El artista plástico venezolano Leonardo Salazar, actualmente residenciado en España, estará presente con una obra en el Top Selection Berlin 2025, Premio Internacional de Arte Contemporáneo que se realizará en Berlín del 9 al 14 de abril.
Una obra de Salazar estará entre las cuarenta piezas seleccionadas en el Top Selection Berlin 2025. Los artistas reconocidos en la muestra tendrán la oportunidad de establecer relaciones de trabajo con la Galería BBA de Berlín.
Leonardo Salazar estará presente con una obra titulada Desplazados, que forma parte de una serie expuesta en Venezuela en los espacios más importantes. En el año 2023, Salazar mostró sus obras más recientes en la Galería de Arte Nacional de Caracas.
Leonardo ha obtenido diversos premios y reconocimientos puntuales en Venezuela y fuera del país. A continuación, un texto que escribí hace varios años para comentar sus diversas etapas de experimentación y de existencia en el arte.
El nombre de Leonardo Salazar tuvo prestigiosa resonancia en los predios del arte experimental a finales de los años sesenta y comienzos de los años setenta. Para un público un tanto desprevenido, era un enfant terrible. Creían que su nombre y su apellido podían ser causa de piquiñas en el ego: ponerle Leonardo ya era como incitarlo a que se luciera de algún modo, pero ser hijo de Braulio Salazar, completaba el sobrepeso. Braulio fue y será siempre uno de los ídolos irrompibles de Valencia, el maestro que formó a varios de los pintores más destacados del país: un artista para quien la pintura carecía de secretos.

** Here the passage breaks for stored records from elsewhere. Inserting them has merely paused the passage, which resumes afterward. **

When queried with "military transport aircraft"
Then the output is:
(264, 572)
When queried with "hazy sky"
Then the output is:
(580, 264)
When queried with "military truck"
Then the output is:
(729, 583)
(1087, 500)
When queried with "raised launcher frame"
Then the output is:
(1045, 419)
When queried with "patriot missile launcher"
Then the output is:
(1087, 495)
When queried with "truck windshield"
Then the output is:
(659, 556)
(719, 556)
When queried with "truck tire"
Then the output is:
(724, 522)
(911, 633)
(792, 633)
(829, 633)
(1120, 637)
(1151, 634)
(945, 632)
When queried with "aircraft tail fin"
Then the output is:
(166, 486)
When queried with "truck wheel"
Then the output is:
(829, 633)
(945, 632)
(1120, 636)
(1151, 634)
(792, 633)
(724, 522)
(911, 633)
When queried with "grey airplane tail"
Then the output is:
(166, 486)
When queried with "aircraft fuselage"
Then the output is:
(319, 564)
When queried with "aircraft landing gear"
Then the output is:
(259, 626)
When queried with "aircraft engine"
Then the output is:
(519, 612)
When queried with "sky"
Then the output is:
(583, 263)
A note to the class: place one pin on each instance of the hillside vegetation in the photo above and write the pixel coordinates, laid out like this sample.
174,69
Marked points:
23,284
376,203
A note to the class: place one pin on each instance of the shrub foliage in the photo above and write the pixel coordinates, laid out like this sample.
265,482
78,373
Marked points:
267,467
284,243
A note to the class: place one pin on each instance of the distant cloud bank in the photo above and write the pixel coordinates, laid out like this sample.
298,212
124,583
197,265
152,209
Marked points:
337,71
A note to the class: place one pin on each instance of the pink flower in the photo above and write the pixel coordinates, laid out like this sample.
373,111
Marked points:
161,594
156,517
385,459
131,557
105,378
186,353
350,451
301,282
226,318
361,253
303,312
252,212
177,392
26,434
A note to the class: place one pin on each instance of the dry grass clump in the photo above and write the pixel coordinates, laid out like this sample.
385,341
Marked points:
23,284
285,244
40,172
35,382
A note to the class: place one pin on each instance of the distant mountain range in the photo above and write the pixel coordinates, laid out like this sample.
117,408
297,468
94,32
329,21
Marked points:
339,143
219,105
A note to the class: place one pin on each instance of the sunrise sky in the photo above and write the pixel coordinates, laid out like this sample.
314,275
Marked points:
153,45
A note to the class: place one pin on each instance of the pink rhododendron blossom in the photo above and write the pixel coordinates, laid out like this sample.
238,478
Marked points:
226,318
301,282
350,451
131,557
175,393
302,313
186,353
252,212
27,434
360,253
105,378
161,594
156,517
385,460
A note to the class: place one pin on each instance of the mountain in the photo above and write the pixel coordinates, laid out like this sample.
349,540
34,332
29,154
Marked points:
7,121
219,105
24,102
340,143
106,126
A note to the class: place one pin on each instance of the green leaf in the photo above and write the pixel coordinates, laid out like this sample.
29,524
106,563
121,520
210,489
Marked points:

Está claro que el público aficionado a las artes plásticas percibía a Leonardo como un enfant terrible que se apartaba de “la normalidad artística”, de la escuela tradicional. Pero muy pronto la gente se dio cuenta de que Braulio apoyaba a su hijo y no intervenía en sus conceptos y propuestas. Por su parte, Leonardo se distanciaba bastante de lo que hacía su padre, andaba en otras búsquedas. Sin embargo, eran muy unidos. Hasta los últimos días de Braulio, Leonardo estuvo con él, mirando aquellos cuadros y respirando la intensa fragancia de lo que en verdad pudieron haber denominado “los últimos óleos”.
El ángulo más interesante de esta historia es que Leonardo Salazar tuvo su gran destello, en una dimensión distinta a la gloria cotidiana y sencilla que Braulio disfrutaba. Y Leonardo tuvo el coraje y la osadía de ponerse a un lado y dejar pasar de largo la fama que se le venía encima, porque no podía quitarse la angustia de descifrar algo que había visto en el paisaje.
Experimentaba con objetos pero le resultaba imposible separarse de la fascinación que sentía por el paisaje, eso que sólo existe desde un punto de vista, que cambia si el observador se mueve. El paisaje que jamás se puede visitar de cerca porque desaparece. El paisaje que contiene vida, historia y sensaciones. Quizá comprendió por qué su padre se quedaba días enteros tratando de captar esa esencialidad.
La primera vez que el Salón Arturo Michelena de Valencia premió una obra experimental, fue en el año 1969 y la pieza premiada era de Leonardo Salazar. Y no se trataba de un tremendismo. El asunto interesante es que Leonardo Salazar formó parte de una vanguardia internacional, de una élite atrevida y fresca de artistas de los cinco continentes que se daban cita en exposiciones y salones que retumbaban y de repente se enclaustró, se retiró hacia los silencios de un taller en Bejuma y comenzó un largo período dedicado a estudiar y a pensar el paisaje.
Juan Calzadilla lo analizó certeramente:
Básicamente, Salazar ha ido construyendo su discurso en torno a la opción entre lo virtual y lo real, desplegando o comprimiendo el espacio, ya sea acudiendo al lenguaje plano de la pintura, utilizando objetos o mezclando ambos conceptos, tal como lo ha venido haciendo últimamente, sin sucumbir a la moda, pero tampoco sin renunciar a su pasión experimental.
Leonardo Salazar es un artista que nunca cesa en sus búsquedas. Ni siquiera está mirando a ver si hay público cerca. Calzadilla evidenció “su carácter vehemente y polémico...” y ese es realmente su modo de transitar el arte y la vida: Leonardo fue y seguirá siendo un artista vehemente y polémico, que con sus obras alcanza cimas de significación y asombro. Alturas de belleza y temblores de misterio.